Even though most of us don’t concern ourselves with conductivity and general hardness on a day-in day-out basis, our fish certainly do. Conductivity is probably the number one reason fish get stressed when being transferred from one environ to another. The more conductive water is the more osmotic pressure that is exerted on our fish. General hardness may not immediately kill a fish when the parameter falls below a particular level, but it will hamper fish development and many biological processes. This isn’t the first time I’ve said it, and it won’t be the last: we must always remain conscientious of where our fish originate, because this determines what water parameters are acceptable to our aqueous pets. A discus may readily prosper in our unnatural (for discus), Cincinnati tap water (liquid-rock as many of us refer to it). However, you will be hard-pressed to nurture a young _Julidochromis marlieri_ to a healthy adulthood in water of low general hardness. Next issue we’ll venture into some familiar water by exploring pH and the “other hardness”: carbonate hardness, or alkalinity. In the meantime let’s keep learning about and caring for our fish.

I personally have a 29-gallon mini-reef aquarium, which has been a constant bear; because of saltwater’s reduced ability to dissolve essential molecules. A 65W power compact light fixture and a 20W normal output light fixture light the tank. This amount of light raises the temperature into the mid-eighties, at which point all the corals begin to bleach from insufficient dissolved oxygen. I use a fan to keep the temperature down, but this causes a great deal of evaporation. The confines of my small, one-room apartment prohibit an automatic top-off system, thus requiring me to manually top-off the aquarium with kalkwasser throughout the day. This is merely one obstacle in the three-ring circus balancing act that is my mini-reef aquarium. 

*Osmosis *

All of these ions and molecules that we are dissolving in water don’t just “sit there”. They are constantly moving so that they are equally dispersed throughout a body of water. Imagine a ten-gallon aquarium, filled with distilled water, divided into two compartments with a piece of steel. If only one side was adjusted to a salinity of 33, as soon as the piece of steel is removed, the salt ions would slowly distribute themselves so that the entire aquarium registered a salinity of 16.5 (exactly half of 33). This phenomenon is called diffusion. 

All of the salt ions, bouncing off of the steel divider, were exerting a certain amount of pressure on the piece of steel, specifically called: osmotic pressure. The higher the salt concentration, the greater the osmotic pressure. Steel is an incredibly impermeable material, but our fish’s cellular membranes are not. In order to prevent a virtual implosion, our fish’s cellular membranes are actually permeable to small ions and water. This means that if the water outside of a fish’s cells has more dissolved ions than the water inside of its cells (i.e. osmotic pressure is greater outside of the fish’s cell); the fish’s cell membrane allows small ions to diffuse into the cell and water to exit the cell until the osmotic pressure is equalized. Every living creature that makes water its home has to be able to deal with osmotic pressure in this manner. Although we take it for granted, this is probably the cell’s membrane most important function. 

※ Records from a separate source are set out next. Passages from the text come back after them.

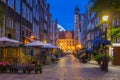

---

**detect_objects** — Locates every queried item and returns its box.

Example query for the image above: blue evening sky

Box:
[47,0,88,30]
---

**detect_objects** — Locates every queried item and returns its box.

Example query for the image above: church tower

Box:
[74,6,81,47]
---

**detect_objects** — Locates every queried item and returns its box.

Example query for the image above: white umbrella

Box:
[25,41,48,46]
[43,44,58,48]
[0,37,20,47]
[0,37,20,60]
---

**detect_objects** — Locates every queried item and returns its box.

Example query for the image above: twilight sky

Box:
[47,0,88,30]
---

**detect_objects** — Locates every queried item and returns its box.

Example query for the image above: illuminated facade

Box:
[74,6,82,49]
[56,31,75,53]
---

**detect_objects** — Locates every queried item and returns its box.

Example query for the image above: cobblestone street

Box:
[0,55,120,80]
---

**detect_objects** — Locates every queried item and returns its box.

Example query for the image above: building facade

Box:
[0,0,52,44]
[74,6,82,49]
[56,31,75,53]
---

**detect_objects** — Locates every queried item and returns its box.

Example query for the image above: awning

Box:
[102,40,111,45]
[91,37,101,43]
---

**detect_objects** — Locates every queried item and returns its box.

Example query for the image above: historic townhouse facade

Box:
[0,0,57,44]
[56,31,75,53]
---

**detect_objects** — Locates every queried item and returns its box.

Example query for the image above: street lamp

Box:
[102,15,109,71]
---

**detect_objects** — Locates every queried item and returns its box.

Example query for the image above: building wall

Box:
[0,0,54,43]
[56,31,75,53]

After thousands, if not hundreds of thousands, if not a million years, of adaptation, all aquatic creatures are used to a certain amount of natural fluctuation in osmotic pressure. This is another illustration of why saltwater is deemed: “harder than freshwater”. Since the vast volume of the ocean provides for pretty consistent water parameters, corals, sea stars, butterfly fish, etc. are very intolerant of changes in salinity, pH, etc. However, some freshwater fish actually require relatively drastic changes in water parameters to breed (some goes as far a requiring no water for a short period of time, ala many killifishes). Nonetheless these changes happen within a certain range, and due to years of evolution, anything outside of this range is often lethal. 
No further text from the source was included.